This type of embroidery is done by wrapping thin thread around the warp and weft of a piece of fabric. The areas inside embroidered areas are sometimes cut out to create an open, lace-like pattern. Most motifs are geometric and based around a square. Properly counting the strands of warp and weft threads in a fabric is essential.
Most traditional hardanger designs that are known today come from Norway, especially the mountainous southwestern coast. Here, the technique acquired its particular style and patterns and became a popular decorative technique. Norway is not where the craft originated, however. The origins of the technique, most likely, are to be found in Asia and were brought to Europe during the Renaissance. The craft became popular in Norway during the 1600s as it was combined with local embroidery techniques,.

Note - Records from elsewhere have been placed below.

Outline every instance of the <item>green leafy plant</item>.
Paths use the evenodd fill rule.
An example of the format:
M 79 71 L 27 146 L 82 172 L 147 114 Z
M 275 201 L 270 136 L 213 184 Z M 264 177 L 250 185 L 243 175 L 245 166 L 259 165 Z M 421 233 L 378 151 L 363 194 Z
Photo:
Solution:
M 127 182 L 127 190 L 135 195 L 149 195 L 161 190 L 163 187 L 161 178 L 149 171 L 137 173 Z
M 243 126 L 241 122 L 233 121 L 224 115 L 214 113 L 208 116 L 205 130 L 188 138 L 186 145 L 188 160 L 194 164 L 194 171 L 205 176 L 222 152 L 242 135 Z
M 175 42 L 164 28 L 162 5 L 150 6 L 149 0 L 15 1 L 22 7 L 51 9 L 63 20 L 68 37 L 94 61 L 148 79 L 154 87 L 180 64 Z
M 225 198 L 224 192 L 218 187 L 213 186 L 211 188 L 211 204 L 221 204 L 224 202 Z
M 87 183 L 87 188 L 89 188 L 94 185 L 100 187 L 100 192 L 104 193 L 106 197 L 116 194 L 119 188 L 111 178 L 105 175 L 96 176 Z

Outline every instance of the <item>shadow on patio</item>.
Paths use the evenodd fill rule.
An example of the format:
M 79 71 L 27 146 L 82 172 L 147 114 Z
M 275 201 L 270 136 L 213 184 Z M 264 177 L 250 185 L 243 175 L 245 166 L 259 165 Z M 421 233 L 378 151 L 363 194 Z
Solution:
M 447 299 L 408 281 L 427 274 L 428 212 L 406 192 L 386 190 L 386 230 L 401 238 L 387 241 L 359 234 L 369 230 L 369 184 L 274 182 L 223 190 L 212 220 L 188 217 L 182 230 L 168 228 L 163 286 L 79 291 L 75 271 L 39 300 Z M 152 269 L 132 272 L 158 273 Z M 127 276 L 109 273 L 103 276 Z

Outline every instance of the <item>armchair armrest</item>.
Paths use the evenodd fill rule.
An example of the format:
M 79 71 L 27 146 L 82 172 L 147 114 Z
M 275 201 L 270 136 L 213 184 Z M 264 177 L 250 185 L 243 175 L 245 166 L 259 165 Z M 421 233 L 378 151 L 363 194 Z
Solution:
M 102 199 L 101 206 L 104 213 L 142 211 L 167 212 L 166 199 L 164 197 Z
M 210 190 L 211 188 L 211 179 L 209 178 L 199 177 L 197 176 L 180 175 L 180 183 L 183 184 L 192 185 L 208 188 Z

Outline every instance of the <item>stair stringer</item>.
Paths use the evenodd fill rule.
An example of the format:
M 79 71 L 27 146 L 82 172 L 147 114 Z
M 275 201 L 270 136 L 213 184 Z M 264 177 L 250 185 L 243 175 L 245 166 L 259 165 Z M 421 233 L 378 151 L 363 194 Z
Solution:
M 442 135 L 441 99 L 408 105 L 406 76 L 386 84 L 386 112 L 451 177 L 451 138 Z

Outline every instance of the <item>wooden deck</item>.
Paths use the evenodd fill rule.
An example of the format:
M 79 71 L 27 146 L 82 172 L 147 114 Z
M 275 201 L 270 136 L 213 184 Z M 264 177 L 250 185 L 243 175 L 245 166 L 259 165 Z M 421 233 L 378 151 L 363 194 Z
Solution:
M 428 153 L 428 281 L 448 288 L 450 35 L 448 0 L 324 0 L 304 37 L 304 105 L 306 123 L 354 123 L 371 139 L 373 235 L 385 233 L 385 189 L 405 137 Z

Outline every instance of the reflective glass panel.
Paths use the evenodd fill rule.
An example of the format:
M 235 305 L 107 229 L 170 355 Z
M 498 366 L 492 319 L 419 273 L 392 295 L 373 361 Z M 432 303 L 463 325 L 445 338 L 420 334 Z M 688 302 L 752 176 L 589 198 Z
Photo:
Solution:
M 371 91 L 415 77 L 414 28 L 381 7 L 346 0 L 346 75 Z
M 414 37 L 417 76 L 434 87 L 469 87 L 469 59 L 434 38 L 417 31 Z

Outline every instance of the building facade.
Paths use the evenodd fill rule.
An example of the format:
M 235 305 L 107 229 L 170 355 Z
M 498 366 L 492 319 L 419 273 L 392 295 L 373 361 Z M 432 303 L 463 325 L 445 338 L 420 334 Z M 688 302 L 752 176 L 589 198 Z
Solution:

Today hardanger embroidery is made with many colors of thread on any color of fabric. Traditional hardanger, however was a type of whitework, white embroidery done on white fabric. Linen was often used, as flax was plentiful in southwestern Norway. On the highest quality items, hand woven fabric of up to 50 threads per inch were used, although a coarser fabric was used for everyday objects.
A wide range of items were traditionally decorated with hardanger embroidery. Fancy costumes used in festivals were often decorated in this manner, as were head coverings used in wedding ceremonies. Everyday items, such as the trim on aprons, shirts, and collars were also decorated, usually more modestly. Linens such as pillows, napkins, tablecloths, and curtains were also popular for hardanger decoration. Today, hardanger embroidery may decorate anything from coasters to bookmarks.
In order to complete a piece of hardanger embroidery, a number of specific supplies are needed. A fabric with a warp and weft that are of the same size is required. Often, linen or cotton is suggested, although fabrics especially made for practicing hardanger are available. A small pair of sharp embroidery scissors are required, as are two sizes of, usually cotton, thread, one fine and one thicker. Two blunt needles are also needed to accompany the thread.